KEGG pathway analysis further revealed calcific stimulus-dependent differences between 2.5mM Ph and OM. As shown in Supplementary Table 3 “KEGG Reactome”, DEGs associated with the ‘PI3K/AKT signaling pathway’ are significantly increased in AVICs and AVSMCs treated with OM (over CM), compared to 2.5mM Ph (over CM) at day 3. Several upregulated DEGs in OM-treated cells related to this pathway are common to both cell types (Gng4, Angpt2, Col4a6, Itga1, Itga7, Spp1, gkK2 and Tlr2) and through KEGG pathway mapping, largely associate with PI3K/AKT. To validate these findings and further determine if PI3K/AKT signaling plays a role in OM-induced calcification, AVICs were cultured in 2.5mM Ph, OM or CM for 4, or 6 days respectively with either the PI3K/AKT inhibitor, LY290045, or 0.1% DMSO vehicle control. Figures 1 and 2 show that 2.5mM Ph leads to more rapid and severe calcification than OM, and therefore days 4 and 6 were selected to. obtain comparable levels of alizarin red reactivity. Alizarin Red reactivity was not detected in AVICs cultured in CM alone at 4 and 6 days (data not shown). As expected, both OM and 2.5mM Ph treatments led to Alizarin Red reactivity (Figures 7A, B), but notably reactivity is significantly reduced in AVICs cultured in OM with LY2940002 (Figures 7C, E). This attenuation of reactivity by LY294002 was not seen in AVICs cultured in 2.5mM Ph (Figures 7D, E), suggesting a PI3K/AKT independent mechanism. Together, these data identify cell- and treatment-specific signaling pathways during the in vitro calcification process.

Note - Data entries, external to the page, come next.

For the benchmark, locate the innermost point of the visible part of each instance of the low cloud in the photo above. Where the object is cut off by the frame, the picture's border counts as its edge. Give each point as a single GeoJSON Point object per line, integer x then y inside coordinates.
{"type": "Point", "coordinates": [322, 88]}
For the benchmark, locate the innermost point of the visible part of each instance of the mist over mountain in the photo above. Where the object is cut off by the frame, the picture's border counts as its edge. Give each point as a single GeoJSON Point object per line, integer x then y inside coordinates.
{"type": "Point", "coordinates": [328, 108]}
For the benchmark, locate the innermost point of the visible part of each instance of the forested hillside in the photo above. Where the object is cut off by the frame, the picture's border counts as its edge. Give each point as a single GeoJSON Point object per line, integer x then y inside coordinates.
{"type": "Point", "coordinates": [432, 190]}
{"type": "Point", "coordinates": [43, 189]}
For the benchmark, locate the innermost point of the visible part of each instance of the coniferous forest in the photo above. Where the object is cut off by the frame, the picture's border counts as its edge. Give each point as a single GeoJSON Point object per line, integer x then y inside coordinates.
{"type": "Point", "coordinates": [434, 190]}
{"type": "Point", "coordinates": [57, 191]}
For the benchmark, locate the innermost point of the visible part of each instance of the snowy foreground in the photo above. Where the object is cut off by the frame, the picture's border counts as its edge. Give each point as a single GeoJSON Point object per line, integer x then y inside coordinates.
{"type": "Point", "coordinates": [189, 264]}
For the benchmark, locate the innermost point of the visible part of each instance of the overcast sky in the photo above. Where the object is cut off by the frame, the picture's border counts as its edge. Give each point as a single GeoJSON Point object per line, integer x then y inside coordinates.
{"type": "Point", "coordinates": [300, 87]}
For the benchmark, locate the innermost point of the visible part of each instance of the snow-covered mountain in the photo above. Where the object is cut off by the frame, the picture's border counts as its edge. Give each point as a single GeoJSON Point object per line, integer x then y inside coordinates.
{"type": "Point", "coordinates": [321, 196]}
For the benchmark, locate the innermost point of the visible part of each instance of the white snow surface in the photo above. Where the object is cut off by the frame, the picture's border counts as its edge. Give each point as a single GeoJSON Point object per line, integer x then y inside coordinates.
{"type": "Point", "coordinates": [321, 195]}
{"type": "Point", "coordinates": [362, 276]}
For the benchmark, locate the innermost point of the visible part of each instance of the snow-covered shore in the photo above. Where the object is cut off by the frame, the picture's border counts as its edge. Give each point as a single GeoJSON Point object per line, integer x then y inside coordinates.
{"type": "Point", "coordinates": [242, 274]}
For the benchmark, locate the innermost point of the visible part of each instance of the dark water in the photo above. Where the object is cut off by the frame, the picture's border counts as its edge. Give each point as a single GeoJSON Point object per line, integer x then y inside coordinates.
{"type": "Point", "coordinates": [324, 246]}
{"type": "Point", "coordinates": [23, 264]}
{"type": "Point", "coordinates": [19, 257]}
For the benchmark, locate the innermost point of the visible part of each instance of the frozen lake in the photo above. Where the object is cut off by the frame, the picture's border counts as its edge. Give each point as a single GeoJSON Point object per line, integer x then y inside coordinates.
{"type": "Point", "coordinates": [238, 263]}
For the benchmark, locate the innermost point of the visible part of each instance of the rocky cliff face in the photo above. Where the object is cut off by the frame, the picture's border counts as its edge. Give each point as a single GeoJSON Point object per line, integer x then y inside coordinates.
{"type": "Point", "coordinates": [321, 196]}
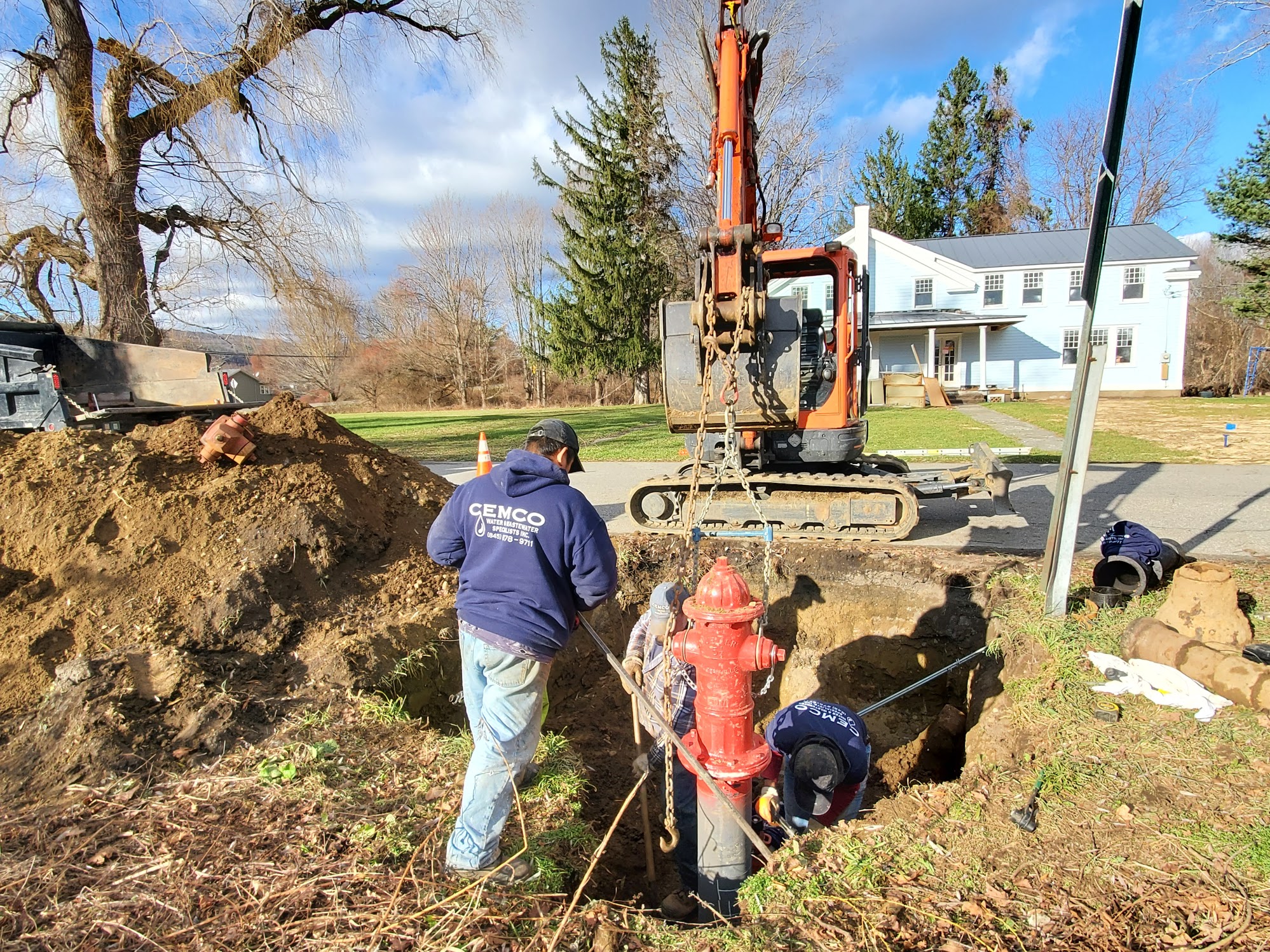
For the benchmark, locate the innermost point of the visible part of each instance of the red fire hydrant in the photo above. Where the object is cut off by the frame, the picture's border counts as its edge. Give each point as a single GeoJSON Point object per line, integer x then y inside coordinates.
{"type": "Point", "coordinates": [723, 646]}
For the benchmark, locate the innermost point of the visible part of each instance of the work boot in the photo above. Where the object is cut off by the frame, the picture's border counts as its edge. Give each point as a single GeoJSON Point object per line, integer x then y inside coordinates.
{"type": "Point", "coordinates": [679, 907]}
{"type": "Point", "coordinates": [506, 873]}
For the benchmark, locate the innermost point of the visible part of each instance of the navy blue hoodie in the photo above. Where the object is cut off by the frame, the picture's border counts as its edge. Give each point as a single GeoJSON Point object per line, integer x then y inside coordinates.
{"type": "Point", "coordinates": [531, 552]}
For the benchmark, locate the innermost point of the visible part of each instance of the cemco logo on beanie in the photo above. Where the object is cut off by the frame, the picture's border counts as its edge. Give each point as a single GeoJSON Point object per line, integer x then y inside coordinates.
{"type": "Point", "coordinates": [506, 523]}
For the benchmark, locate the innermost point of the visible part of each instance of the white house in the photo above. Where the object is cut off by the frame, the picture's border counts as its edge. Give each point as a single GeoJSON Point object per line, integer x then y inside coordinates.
{"type": "Point", "coordinates": [1004, 311]}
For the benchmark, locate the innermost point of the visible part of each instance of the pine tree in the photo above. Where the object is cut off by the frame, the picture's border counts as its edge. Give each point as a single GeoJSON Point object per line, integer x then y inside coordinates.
{"type": "Point", "coordinates": [887, 184]}
{"type": "Point", "coordinates": [1243, 197]}
{"type": "Point", "coordinates": [615, 222]}
{"type": "Point", "coordinates": [948, 161]}
{"type": "Point", "coordinates": [1000, 135]}
{"type": "Point", "coordinates": [968, 167]}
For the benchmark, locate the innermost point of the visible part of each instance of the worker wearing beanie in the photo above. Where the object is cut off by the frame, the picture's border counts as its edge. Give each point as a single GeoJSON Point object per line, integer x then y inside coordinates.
{"type": "Point", "coordinates": [531, 554]}
{"type": "Point", "coordinates": [644, 663]}
{"type": "Point", "coordinates": [823, 752]}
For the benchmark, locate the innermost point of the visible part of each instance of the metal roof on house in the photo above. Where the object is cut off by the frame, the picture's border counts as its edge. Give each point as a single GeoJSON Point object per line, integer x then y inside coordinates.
{"type": "Point", "coordinates": [1126, 243]}
{"type": "Point", "coordinates": [915, 320]}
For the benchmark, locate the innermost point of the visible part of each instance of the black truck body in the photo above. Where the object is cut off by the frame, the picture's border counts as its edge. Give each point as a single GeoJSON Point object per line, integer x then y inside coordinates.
{"type": "Point", "coordinates": [51, 380]}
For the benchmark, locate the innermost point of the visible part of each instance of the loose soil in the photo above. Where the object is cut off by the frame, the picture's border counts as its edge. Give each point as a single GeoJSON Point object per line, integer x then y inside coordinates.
{"type": "Point", "coordinates": [156, 609]}
{"type": "Point", "coordinates": [857, 623]}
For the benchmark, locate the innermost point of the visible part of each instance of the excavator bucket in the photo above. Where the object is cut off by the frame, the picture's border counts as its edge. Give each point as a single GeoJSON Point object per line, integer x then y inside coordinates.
{"type": "Point", "coordinates": [767, 379]}
{"type": "Point", "coordinates": [996, 477]}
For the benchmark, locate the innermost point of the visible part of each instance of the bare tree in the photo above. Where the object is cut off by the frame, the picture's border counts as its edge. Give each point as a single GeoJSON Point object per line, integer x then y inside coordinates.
{"type": "Point", "coordinates": [1163, 164]}
{"type": "Point", "coordinates": [1249, 37]}
{"type": "Point", "coordinates": [453, 278]}
{"type": "Point", "coordinates": [802, 158]}
{"type": "Point", "coordinates": [519, 231]}
{"type": "Point", "coordinates": [197, 126]}
{"type": "Point", "coordinates": [319, 323]}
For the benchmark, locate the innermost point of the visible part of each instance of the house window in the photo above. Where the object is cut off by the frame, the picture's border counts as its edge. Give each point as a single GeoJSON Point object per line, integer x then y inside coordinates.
{"type": "Point", "coordinates": [1034, 283]}
{"type": "Point", "coordinates": [1102, 337]}
{"type": "Point", "coordinates": [1071, 342]}
{"type": "Point", "coordinates": [1135, 282]}
{"type": "Point", "coordinates": [1124, 346]}
{"type": "Point", "coordinates": [924, 292]}
{"type": "Point", "coordinates": [993, 290]}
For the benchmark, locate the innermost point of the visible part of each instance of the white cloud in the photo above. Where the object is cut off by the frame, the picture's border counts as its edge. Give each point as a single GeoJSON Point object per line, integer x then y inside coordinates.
{"type": "Point", "coordinates": [1027, 65]}
{"type": "Point", "coordinates": [910, 116]}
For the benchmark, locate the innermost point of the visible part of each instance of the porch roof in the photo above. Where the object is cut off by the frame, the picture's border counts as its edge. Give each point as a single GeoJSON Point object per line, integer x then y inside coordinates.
{"type": "Point", "coordinates": [921, 320]}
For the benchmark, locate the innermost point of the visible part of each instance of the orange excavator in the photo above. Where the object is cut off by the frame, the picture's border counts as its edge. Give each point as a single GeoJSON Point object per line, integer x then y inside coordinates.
{"type": "Point", "coordinates": [771, 393]}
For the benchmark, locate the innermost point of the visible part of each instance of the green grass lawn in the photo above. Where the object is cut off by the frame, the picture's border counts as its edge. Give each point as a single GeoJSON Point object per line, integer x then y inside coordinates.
{"type": "Point", "coordinates": [631, 433]}
{"type": "Point", "coordinates": [1108, 447]}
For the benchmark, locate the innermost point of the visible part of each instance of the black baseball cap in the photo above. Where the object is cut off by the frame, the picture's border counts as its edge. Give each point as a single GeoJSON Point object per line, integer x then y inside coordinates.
{"type": "Point", "coordinates": [561, 432]}
{"type": "Point", "coordinates": [818, 770]}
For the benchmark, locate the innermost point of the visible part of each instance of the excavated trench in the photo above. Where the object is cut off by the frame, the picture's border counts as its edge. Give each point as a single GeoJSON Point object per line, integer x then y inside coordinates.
{"type": "Point", "coordinates": [857, 623]}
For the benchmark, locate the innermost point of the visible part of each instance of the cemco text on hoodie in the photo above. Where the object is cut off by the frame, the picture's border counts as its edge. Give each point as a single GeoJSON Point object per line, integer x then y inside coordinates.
{"type": "Point", "coordinates": [506, 523]}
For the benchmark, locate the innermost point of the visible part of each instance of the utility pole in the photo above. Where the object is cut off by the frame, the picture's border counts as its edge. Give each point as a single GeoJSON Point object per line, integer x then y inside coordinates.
{"type": "Point", "coordinates": [1090, 361]}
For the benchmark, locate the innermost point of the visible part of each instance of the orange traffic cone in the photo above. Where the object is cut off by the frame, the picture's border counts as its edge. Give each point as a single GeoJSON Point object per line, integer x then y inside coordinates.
{"type": "Point", "coordinates": [484, 464]}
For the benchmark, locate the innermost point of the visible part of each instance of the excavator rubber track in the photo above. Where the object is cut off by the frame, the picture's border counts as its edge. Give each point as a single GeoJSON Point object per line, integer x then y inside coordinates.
{"type": "Point", "coordinates": [849, 507]}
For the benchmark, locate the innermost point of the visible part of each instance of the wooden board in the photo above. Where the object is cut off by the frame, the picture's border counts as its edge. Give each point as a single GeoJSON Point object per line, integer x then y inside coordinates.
{"type": "Point", "coordinates": [901, 379]}
{"type": "Point", "coordinates": [935, 393]}
{"type": "Point", "coordinates": [905, 390]}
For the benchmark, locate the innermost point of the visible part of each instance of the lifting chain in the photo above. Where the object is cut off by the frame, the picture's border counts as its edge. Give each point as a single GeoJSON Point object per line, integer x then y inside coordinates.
{"type": "Point", "coordinates": [672, 832]}
{"type": "Point", "coordinates": [732, 464]}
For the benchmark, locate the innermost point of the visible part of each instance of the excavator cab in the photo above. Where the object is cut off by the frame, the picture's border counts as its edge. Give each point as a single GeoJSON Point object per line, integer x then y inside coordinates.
{"type": "Point", "coordinates": [784, 367]}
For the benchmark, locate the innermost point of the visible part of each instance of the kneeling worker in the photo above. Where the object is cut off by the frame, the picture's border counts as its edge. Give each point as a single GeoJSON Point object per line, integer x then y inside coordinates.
{"type": "Point", "coordinates": [644, 663]}
{"type": "Point", "coordinates": [823, 752]}
{"type": "Point", "coordinates": [531, 554]}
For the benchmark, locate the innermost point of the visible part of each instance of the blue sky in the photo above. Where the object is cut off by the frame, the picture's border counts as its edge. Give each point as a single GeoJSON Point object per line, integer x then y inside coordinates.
{"type": "Point", "coordinates": [421, 132]}
{"type": "Point", "coordinates": [479, 139]}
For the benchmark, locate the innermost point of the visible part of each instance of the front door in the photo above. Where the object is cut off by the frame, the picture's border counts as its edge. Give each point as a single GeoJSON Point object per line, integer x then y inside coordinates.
{"type": "Point", "coordinates": [950, 370]}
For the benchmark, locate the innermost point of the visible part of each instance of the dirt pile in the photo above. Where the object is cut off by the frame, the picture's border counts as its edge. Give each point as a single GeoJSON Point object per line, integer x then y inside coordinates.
{"type": "Point", "coordinates": [153, 606]}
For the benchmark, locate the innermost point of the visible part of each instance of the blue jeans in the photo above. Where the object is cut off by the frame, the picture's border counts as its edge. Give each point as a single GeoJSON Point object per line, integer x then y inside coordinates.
{"type": "Point", "coordinates": [800, 818]}
{"type": "Point", "coordinates": [503, 696]}
{"type": "Point", "coordinates": [685, 812]}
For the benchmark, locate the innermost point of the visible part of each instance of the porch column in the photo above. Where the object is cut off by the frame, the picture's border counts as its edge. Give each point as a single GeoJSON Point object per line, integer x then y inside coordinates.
{"type": "Point", "coordinates": [983, 358]}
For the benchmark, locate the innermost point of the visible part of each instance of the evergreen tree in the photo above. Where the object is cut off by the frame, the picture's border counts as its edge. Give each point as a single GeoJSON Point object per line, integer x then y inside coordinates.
{"type": "Point", "coordinates": [1000, 136]}
{"type": "Point", "coordinates": [949, 158]}
{"type": "Point", "coordinates": [966, 165]}
{"type": "Point", "coordinates": [896, 198]}
{"type": "Point", "coordinates": [1243, 197]}
{"type": "Point", "coordinates": [615, 222]}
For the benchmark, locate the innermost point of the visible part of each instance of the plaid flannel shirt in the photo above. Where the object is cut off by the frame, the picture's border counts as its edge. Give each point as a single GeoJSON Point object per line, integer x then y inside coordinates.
{"type": "Point", "coordinates": [683, 688]}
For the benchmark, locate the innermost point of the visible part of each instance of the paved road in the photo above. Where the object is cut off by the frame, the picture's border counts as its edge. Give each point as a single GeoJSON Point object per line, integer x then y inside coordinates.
{"type": "Point", "coordinates": [1216, 510]}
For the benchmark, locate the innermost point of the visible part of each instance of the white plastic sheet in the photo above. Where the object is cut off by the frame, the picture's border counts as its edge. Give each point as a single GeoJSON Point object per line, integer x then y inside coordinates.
{"type": "Point", "coordinates": [1159, 683]}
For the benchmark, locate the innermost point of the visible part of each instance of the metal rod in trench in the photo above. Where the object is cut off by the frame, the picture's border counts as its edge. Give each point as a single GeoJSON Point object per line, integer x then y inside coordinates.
{"type": "Point", "coordinates": [927, 679]}
{"type": "Point", "coordinates": [702, 775]}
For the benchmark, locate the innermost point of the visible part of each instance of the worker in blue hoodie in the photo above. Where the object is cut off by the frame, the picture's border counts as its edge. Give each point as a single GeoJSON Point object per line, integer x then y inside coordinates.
{"type": "Point", "coordinates": [531, 554]}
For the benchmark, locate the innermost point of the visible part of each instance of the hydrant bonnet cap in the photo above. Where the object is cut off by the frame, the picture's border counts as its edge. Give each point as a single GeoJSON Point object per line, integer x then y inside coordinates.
{"type": "Point", "coordinates": [723, 588]}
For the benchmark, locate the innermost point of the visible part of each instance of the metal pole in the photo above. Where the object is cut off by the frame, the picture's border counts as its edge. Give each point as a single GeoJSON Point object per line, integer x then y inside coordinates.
{"type": "Point", "coordinates": [702, 775]}
{"type": "Point", "coordinates": [917, 684]}
{"type": "Point", "coordinates": [1066, 514]}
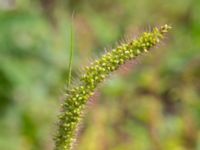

Figure 7. — (A-D) Alizarin Red staining of AVICs cultured in osteogenic media (Osteo Media) (A, C) or 2.5mM Phosphate (Ph) (B, D) in the presence of 0.1% DMSO (vehicle) (A-B), or 10mM PI3K/AKT inhibitor, LY2940002 (C, D), for 4–6 days as indicated. (E) Quantitation of Alizarin Red reactivity normalized to area of treated AVICs. Individual data points for biological replicates are indicated. Errors bars are based on standard deviation values, and p-values (<0.05) were obtained by one-way ANOVA with post-hoc Tukey analysis. As sample sizes are <n=6, adjusted p-values were calculated using Bonferroni correction. *p, <0.05 in LY294002 treated AVICs over DMSO vehicle controls for each calcific stimulus.

Discussion.

Cardiovascular calcification is an increasing worldwide health and economic burden, and patients with hyperphosphatemic chronic kidney disease are at greater risk of developing coronary artery calcification (CAC) and calcific aortic valve disease (CAVD). VSMCs and VICs are key drivers of these pathological processes respectfully, and while they are largely interchangeable when describing cardiovascular calcification, there are clear phenotypic, mechanistic and clinical differences. This is further highlighted in this study, where we show that AVSMCs undergo calcification sooner than AVICs, and this is most severe under high phosphate (versus OM) conditions. These cell-, and calcific stimuli-specific differences are further reflected in findings from transcriptomic analyses. This includes diversity of DEGs associated with ‘ossification/bone mineralization’ biological processes, in addition to VIC-specific downregulation of ‘actin’-associated mRNAs and involvement of P13K/AKT signaling. Interestingly, while OM treatment elicited specific molecular responses in both cell types, high phosphate-specific molecular changes were not observed. Overall, this descriptive, but highly informative study provides a previously unappreciated dataset that can be used by the community to gain better insights into the mechanistic underpinnings of calcific disease in vascular and valvular structures that can be used for more precision medicine approaches in the future.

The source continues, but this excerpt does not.